China races to find 40 missing miners: Media
Rescuers in southern China were racing against time on Monday to reach more than 40 coal miners trapped underground at the weekend in two flooded pits, state media said.world Updated: Jul 05, 2011 11:23 IST
Rescuers in southern China were racing against time on Monday to reach more than 40 coal miners trapped underground at the weekend in two flooded pits, state media said.
In the southern Guangxi region, heavy rains hampered efforts to reach 19 workers trapped in a colliery in Heshan city which collapsed on Saturday due to torrential downpours pummelling the area, Xinhua news agency reported.

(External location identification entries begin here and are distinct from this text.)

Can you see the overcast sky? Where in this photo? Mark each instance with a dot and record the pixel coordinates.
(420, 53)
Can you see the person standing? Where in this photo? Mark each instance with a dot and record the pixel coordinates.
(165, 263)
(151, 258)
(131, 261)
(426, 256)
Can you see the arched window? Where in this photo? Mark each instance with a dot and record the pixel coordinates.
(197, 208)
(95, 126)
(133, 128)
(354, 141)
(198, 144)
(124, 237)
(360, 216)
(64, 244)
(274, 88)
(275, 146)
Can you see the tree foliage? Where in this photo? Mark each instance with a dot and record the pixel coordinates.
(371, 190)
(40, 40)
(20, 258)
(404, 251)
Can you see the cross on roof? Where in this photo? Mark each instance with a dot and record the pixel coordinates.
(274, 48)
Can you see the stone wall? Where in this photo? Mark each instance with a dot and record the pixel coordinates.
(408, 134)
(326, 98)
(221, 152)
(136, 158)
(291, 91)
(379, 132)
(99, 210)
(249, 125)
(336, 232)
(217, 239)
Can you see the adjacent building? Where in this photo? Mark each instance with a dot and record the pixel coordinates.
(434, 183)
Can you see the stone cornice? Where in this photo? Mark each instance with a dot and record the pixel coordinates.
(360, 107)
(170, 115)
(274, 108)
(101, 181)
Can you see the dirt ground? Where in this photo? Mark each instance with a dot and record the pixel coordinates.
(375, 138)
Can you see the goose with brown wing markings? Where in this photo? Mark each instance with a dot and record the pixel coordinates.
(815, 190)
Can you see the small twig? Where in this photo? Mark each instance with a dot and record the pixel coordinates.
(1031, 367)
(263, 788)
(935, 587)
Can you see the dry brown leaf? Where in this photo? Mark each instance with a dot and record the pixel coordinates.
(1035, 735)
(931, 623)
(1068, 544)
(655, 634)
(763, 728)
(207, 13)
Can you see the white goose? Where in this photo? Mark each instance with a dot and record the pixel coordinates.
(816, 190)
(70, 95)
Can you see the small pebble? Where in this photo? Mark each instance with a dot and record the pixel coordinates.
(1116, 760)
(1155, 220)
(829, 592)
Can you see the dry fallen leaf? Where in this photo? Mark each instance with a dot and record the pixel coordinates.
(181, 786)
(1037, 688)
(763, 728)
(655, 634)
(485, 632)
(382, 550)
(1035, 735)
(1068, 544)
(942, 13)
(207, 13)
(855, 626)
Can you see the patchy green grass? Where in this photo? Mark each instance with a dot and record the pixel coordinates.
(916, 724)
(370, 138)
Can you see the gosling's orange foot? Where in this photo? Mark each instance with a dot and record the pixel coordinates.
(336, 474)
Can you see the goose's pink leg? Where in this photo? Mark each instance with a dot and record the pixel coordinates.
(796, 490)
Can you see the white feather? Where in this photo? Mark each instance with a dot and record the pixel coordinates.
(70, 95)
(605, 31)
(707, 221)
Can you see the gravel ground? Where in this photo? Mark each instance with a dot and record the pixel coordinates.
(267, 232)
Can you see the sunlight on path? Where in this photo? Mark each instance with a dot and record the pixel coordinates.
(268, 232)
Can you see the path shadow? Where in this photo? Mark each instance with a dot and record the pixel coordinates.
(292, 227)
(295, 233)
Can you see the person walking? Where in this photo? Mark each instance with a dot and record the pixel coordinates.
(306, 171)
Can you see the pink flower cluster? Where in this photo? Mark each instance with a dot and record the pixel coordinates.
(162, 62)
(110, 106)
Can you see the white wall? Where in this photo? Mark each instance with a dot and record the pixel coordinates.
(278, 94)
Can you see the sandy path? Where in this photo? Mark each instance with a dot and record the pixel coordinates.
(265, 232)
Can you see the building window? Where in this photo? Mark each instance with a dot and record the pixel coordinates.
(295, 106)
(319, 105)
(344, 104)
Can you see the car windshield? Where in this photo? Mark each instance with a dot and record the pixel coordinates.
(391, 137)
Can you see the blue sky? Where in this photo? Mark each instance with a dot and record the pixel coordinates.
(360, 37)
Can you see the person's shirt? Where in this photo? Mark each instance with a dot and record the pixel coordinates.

Three bodies have already been pulled from the pit, the report said.
"The density of the toxic gas in the mine shaft remains high, and we have to be wary of more collapses," rescue worker Huang Xiangxiong told the agency.
In the neighbouring province of Guizhou, 23 miners were trapped in another mine that flooded on Saturday due to heavy rains and a breakdown in the shaft's drainage system. Most of the workers hail from Guangxi.
Xinhua cited the local emergency rescue headquarters as saying water levels had dropped by two metres (six feet) late Sunday, but then quickly rose again.
Rescuers worked through the night to pump water out of the pit, Xinhua said, adding that more pumps were due to be installed on Monday to help speed the process.
Li Shangkuan, the deputy chief of Guizhou's work safety administration, vowed a thorough investigation into the incident.
China's coal mines have a notoriously poor safety record, which the government has repeatedly pledged to address.
In its latest campaign, the government issued a policy last year that required six kinds of safety systems, including rescue facilities, to be installed in all coal mines within three years.
In 2010, 2,433 people died in coal mine accidents in China, according to official statistics, or a rate of more than six workers per day.
Labour rights groups, however, say the actual death toll is likely much higher than official data indicates, partly due to under-reporting of accidents as mine bosses seek to limit their economic losses and avoid punishment.